= Temple of Tellus =

Sanctuary in Ancient Rome

The Temple of Tellus was a sanctuary in Ancient Rome, erected after 268 BCE and dedicated to the goddess Tellus.

==History==
The temple was founded by Publius Sempronius Sophus, following a vow he took when an earthquake occurred when he was commanding the Roman forces during a battle with the Picentes in 268 BCE. The site of the temple was in the Carinae district on the Esquiline Hill, and was reputedly built on the site where the house of Spurius Cassius Vecellinus once stood. The houses of Mark Antony and Cicero stood close to the temple, and Cicero restored the temple around 54 BCE after it had become run down, as he had gained possession of some land that had belonged to the temple.

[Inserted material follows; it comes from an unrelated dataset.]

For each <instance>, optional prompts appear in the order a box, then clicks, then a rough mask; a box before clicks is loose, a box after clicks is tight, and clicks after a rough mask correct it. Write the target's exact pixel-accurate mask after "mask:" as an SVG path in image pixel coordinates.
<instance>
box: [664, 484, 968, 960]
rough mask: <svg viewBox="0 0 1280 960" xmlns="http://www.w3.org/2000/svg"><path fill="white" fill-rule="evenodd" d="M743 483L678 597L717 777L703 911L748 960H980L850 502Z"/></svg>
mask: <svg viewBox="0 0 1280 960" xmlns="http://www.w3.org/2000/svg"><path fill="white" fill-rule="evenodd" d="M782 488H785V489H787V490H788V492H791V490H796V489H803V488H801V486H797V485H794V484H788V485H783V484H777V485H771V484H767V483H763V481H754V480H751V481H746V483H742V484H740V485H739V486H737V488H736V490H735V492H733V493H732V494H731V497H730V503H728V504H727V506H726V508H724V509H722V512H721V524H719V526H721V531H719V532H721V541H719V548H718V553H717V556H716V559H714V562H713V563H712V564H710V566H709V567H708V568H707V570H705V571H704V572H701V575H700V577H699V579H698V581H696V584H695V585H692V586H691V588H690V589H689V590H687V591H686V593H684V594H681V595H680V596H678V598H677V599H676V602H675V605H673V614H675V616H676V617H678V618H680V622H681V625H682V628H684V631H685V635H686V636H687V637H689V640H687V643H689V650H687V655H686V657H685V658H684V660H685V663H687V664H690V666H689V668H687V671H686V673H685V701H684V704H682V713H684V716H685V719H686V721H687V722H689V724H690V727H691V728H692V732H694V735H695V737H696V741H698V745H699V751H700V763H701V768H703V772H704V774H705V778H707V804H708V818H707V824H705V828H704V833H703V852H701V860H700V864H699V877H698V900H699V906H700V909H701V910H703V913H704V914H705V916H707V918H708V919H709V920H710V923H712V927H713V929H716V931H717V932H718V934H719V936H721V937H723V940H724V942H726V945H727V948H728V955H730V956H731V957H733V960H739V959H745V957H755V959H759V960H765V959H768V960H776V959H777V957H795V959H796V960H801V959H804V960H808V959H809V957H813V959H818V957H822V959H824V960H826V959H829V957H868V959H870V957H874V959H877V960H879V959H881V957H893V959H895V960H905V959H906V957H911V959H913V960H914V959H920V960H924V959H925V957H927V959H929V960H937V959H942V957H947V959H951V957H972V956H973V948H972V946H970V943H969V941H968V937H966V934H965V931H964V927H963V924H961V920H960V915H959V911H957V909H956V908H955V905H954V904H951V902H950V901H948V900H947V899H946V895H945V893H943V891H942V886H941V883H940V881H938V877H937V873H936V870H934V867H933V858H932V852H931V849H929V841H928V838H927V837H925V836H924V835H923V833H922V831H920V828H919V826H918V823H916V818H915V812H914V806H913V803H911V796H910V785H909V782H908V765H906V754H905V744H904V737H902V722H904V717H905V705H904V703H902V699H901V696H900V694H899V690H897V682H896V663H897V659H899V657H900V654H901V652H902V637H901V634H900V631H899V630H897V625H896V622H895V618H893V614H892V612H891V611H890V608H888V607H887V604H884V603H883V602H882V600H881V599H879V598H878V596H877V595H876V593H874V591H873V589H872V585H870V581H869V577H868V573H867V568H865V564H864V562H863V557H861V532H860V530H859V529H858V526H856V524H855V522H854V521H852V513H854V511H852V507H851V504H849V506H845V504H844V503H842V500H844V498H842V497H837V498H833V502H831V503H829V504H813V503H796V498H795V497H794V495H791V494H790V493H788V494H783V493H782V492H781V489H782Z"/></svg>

The temple was occasionally used for meetings of the Senate, and on its walls was displayed a map or a personification of Italy (described by Varro as Italia picta). It was destroyed in the Great Fire of Rome in 64 CE, but was subsequently rebuilt. It was still listed in the Notitia as standing in the 4th century, located in the Regio IV Templum Pacis. If still in use by the 4th-century, it would have been closed during the persecution of pagans in the late Roman Empire.

The temple's dedication was celebrated on 13 December. As the worship of Tellus by the Romans had a very long history, it is probable that there was a much earlier cult centre on the site afterwards occupied by the temple.